There are also the sectoral surveys and so on, and the predictions about what it is likely to do to the profession if you allow it to do these kinds of services in this jurisdiction. That is about the security benefits, but they are also talking about something like a 10% increase in the likely projection of what cyber-security looks like in this jurisdiction—personnel, GDP and so on.
Q
Professor John Child: There are obviously a number. It is always more comfortable when you have a beginning point of criminalisation. The argument to decriminalise in an environment where you want to protect against threats is sometimes a slightly unintuitive sell. Is the criminalisation that we have doing the necessary work in terms of actually fighting the threats? To some extent, yes, but it is limited. Is it doing harms? There is an argument to say that it is doing harms.

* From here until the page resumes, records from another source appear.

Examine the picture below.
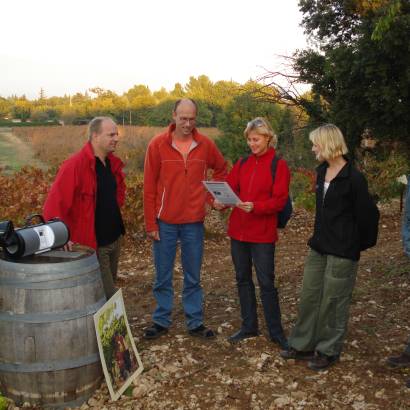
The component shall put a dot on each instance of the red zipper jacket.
(72, 196)
(173, 189)
(252, 182)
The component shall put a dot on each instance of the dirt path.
(183, 373)
(14, 153)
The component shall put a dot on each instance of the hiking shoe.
(155, 331)
(292, 353)
(281, 341)
(202, 332)
(322, 361)
(399, 361)
(241, 335)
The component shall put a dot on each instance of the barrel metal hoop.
(58, 283)
(51, 317)
(49, 366)
(40, 278)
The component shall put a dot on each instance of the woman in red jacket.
(253, 229)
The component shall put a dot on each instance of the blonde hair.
(261, 127)
(330, 140)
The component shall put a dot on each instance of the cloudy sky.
(70, 46)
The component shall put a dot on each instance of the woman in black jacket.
(346, 223)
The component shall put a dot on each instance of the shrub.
(302, 189)
(382, 174)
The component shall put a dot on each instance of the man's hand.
(68, 247)
(245, 206)
(154, 235)
(218, 205)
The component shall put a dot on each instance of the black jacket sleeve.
(366, 212)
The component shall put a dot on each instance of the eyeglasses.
(257, 122)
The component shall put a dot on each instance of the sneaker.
(155, 331)
(322, 362)
(399, 361)
(202, 332)
(281, 341)
(292, 353)
(241, 335)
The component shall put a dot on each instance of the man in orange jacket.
(176, 163)
(87, 194)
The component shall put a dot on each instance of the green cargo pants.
(108, 257)
(327, 287)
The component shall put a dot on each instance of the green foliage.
(306, 200)
(301, 188)
(357, 82)
(110, 325)
(232, 122)
(4, 403)
(382, 174)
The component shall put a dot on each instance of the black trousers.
(262, 257)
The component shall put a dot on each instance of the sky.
(69, 46)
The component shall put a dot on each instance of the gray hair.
(94, 126)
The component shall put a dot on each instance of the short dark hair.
(94, 126)
(177, 102)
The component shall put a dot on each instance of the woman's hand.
(245, 206)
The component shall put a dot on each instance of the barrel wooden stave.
(47, 333)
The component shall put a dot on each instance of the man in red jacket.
(176, 163)
(87, 194)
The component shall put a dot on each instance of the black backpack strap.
(274, 165)
(243, 160)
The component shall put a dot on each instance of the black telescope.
(32, 239)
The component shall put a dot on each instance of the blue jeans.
(191, 238)
(262, 256)
(405, 228)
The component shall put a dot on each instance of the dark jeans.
(407, 351)
(191, 238)
(262, 256)
(108, 257)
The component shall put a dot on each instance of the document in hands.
(222, 192)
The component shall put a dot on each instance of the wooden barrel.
(48, 347)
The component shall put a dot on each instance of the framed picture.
(119, 357)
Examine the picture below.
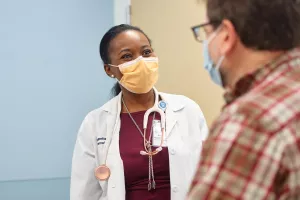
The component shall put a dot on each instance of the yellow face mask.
(139, 75)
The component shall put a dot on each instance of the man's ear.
(229, 35)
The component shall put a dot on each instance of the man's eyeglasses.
(199, 32)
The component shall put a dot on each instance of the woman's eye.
(147, 52)
(126, 56)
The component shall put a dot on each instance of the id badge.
(157, 134)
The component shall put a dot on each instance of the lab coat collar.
(114, 105)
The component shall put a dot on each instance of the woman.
(115, 158)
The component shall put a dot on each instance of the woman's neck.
(137, 102)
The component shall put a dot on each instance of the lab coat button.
(175, 189)
(173, 151)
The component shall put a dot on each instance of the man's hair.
(261, 24)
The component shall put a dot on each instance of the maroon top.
(136, 166)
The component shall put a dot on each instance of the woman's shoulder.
(180, 101)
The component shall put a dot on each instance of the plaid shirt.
(253, 150)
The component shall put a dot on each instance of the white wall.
(51, 76)
(121, 12)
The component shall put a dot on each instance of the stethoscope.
(102, 172)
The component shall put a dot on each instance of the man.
(253, 150)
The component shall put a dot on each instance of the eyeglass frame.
(201, 26)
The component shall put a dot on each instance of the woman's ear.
(108, 71)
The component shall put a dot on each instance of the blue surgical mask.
(209, 66)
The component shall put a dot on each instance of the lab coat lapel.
(112, 120)
(170, 121)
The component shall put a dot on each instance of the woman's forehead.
(127, 39)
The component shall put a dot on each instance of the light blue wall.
(50, 77)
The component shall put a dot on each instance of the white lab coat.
(185, 127)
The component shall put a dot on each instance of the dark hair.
(105, 42)
(261, 24)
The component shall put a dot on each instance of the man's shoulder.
(269, 108)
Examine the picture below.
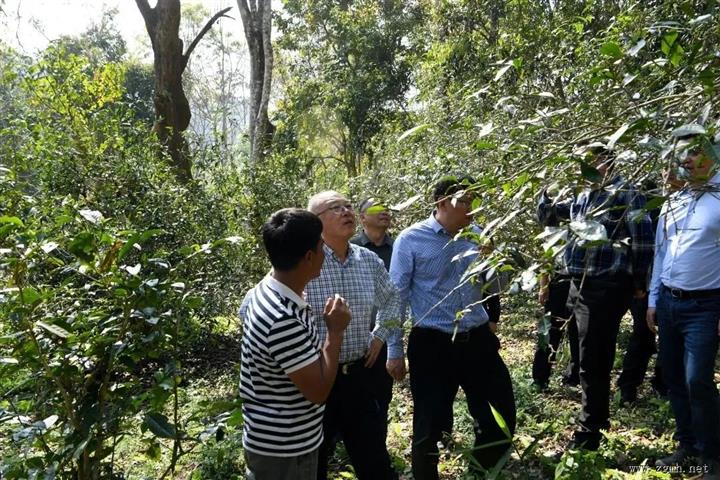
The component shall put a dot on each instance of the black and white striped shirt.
(279, 337)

This comes back to the point that was made earlier, which was perfectly sensible. When you speak to the CPS and others, their position as prosecutors is to say, “Very few people are being prosecuted, and we certainly don’t want to be prosecuting legitimate cyber-security experts, so there is no problem.” Admittedly, that means there is no problem in terms of actual criminalisation and prosecution, but that is the wrong problem. If you focus on the problem being the chilling effect of the existence of the criminalisation in the first place, you simply cannot solve that through prosecutorial discretion, and nor should you, when it comes to identifying what a wrong is that deserves to be criminalised. You certainly cannot resolve it through sentencing provisions.
The only way that you can sensibly resolve this is either by changing the offence—that is very difficult, not least because, from a position of criminalisation, it might be where other civil jurisdictions begin—or by way of defence, which realistically is the best solve from the point we are at now. If you have a defence that can be specifically tailored for cyber-security and legitimate actors, you can build in reverse burdens of proof. You can build in objective standards of what is required in terms of public interest.
The point here is that the worry is one of bad actors taking advantage. The reality is that that is very unlikely. The idea that the bad actors we identify within the system would be able to demonstrate how they are acting in the public best interest is almost ridiculous. Indeed, the prospect of better threat intelligence, better securities and so on provides more information and better information-sharing to the NCSC and others and actually leads to more potential for prosecution of nefarious actors rather than less.
It is a more complicated story than we might like in terms of a standard case for changing the criminal law, but it is nevertheless an important one.